Neonazi-Aufmarsch in Dresden: "Notstand der Demokratie"

Ein Gericht hat die Beschwerde der Stadt Dresden zum geplanten Neonazi-Aufmarsch zurückgewiesen. Die Rechtsradikalen könnten nun dort starten, von wo die Nazis die Juden in Todeslager deportieren.

Streetart in Dresden-Neustadt (Katharienstraße) Künstler: TETRA / Pinkel Crew Bild: WBS 70 – Lizenz: CC-BY

Der "Trauermarsch" der "Jungen Landsmannschaft Ostdeutschland" (JLO) ist erlaubt. In Dresden dürften die Neonazis nun auch nach der Entscheidung des Oberverwaltungsgerichts Bautzen aufmarschieren. Die von der Stadt erhobene Beschwerde gegen die Aufhebung eines Marschverbots wurde zurückgewiesen. "Vor Gericht werden wir nicht scheitern" hatte der Rechtsanwalt der JLO, Ingmar Knop, kurz zuvor der taz erklärt.

Mit der Entscheidung soll nun die Polizei in Absprache mit der JLO die Route für Samstag abstimmen. Das Bündnis "Nazifrei – Dresden stellt sich quer"" betont: "Das ist ein Skandal". Vor allem, so der Bündnis-Sprecher Henning Janssen, weil der Auftaktsort der Neonazis nun der Schlesische Platz vor dem Bahnhof Neustadt sein könnte. Der Platz ist nicht bloß in unmittelbarer Nähe des linksalternativen Viertels. Hier von diesem Bahnhof ließen die Nationalsozialisten die Dresdener Juden in die Todeslager deportieren.

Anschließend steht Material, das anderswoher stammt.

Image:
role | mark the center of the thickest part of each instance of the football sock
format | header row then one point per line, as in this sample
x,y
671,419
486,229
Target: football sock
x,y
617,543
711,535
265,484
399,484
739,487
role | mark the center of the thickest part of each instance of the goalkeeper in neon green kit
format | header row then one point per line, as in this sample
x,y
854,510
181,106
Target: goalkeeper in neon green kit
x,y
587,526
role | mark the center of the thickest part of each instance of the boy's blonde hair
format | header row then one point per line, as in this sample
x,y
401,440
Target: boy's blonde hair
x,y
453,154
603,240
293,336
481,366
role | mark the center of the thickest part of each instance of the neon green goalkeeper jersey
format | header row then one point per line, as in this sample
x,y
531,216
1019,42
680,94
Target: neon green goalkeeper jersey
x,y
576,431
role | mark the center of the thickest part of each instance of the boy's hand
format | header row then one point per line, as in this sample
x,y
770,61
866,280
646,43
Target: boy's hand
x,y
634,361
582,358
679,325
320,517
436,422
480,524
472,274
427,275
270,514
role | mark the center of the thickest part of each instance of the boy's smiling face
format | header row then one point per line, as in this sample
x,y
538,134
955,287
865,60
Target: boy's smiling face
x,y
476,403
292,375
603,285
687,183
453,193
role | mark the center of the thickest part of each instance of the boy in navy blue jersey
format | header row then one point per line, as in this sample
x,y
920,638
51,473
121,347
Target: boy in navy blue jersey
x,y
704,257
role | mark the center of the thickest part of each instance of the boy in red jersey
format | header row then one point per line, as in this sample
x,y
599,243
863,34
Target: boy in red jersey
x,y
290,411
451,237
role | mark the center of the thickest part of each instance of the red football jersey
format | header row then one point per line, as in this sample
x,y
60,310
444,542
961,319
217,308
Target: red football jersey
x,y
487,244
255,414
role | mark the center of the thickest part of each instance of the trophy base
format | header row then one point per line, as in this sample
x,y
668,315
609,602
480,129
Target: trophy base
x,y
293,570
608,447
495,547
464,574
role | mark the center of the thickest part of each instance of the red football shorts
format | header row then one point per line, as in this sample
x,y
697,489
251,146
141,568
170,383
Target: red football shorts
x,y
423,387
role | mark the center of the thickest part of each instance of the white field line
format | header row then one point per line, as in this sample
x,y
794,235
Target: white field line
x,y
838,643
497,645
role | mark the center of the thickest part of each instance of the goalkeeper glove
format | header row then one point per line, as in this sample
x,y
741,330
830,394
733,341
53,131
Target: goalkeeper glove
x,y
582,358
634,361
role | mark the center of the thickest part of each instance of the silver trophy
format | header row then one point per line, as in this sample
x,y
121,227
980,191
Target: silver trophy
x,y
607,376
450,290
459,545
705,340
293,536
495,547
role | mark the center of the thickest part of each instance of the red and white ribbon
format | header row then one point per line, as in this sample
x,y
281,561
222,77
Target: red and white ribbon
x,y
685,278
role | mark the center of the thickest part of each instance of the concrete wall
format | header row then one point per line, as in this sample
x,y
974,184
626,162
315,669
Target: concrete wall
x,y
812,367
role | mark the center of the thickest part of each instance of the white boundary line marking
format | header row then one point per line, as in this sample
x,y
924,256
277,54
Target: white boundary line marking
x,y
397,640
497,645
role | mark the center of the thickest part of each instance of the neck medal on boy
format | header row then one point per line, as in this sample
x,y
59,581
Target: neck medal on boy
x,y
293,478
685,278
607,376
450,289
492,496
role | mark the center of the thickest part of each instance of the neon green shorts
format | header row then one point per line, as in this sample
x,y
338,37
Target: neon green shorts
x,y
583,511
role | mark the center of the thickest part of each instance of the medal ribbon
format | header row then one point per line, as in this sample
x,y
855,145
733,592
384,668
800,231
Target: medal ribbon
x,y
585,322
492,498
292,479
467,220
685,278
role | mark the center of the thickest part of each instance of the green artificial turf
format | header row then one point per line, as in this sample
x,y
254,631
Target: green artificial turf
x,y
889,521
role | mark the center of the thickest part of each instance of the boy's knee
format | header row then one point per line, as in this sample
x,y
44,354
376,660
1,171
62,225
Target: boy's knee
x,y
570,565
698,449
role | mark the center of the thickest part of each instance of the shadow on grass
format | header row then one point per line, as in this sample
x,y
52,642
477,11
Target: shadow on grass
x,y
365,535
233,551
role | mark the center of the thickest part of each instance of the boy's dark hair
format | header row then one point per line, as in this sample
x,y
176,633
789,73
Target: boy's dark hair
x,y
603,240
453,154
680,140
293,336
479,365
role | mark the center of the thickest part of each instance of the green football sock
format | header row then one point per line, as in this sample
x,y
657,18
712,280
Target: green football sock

Seit einigen Jahren ist an dem Bahnhof eine Gedenkplatte angebracht. Ihre Inschrift soll mahnen: "Im Nationalsozialismus war der Güterbahnhof Dresden-Neustadt Ausgangspunkt oder Zwischenstation für viele Deportationen von jüdischen Frauen, Männern und Kindern. Im Oktober 1938 begann hier die Abschiebung von 724 Dresdner Juden nach Polen".

Als mögliche Ausweichroute für die Neonazis war diese Option von der Stadtverwaltung schon in den vergangenen Tagen angedacht wurden. Die Idee: Die Elbe könnte als natürliche Barriere zwischen Neonazis und Gegendemonstranten dienen. Für den Grünen Landtagsabgeordneten Johannes Lichdi ist diese Route dennoch unerträglich. "Wie kann dieser Versammlungsort nicht die Würde der Opfer verletzten?", fragt Lichdi. "Sollte dort der Naziauftakt sein ist das ein Verhöhnung der Opfer", betont auch Janssen.

Das Bündnis muss sich indes mit weiteren staatlichen Repressionen auseinandersetzen. Busunternehmen, die am Samstag Gegendemonstranten nach Dresden fahren sollten, sollen von der Polizei unter Druck gesetzt worden seien. "Wir mussten schon schnell neue Busse buchen", sagt Janssen.

Dem Bündnis signalisierten die Polizei bereits die Busreisenden vor der Stadt sehr genau zu überprüfen. Alleine 2500 Beamte sollen für die Maßnahme abgestellt werden, so Janssen, und konstatiert, Mit diesen Maßnahmen und Androhnungen werde das Demonstrationsrecht ausgehebelt: "In Dresden herrscht ein Notstand der Demokratie", so Janssen.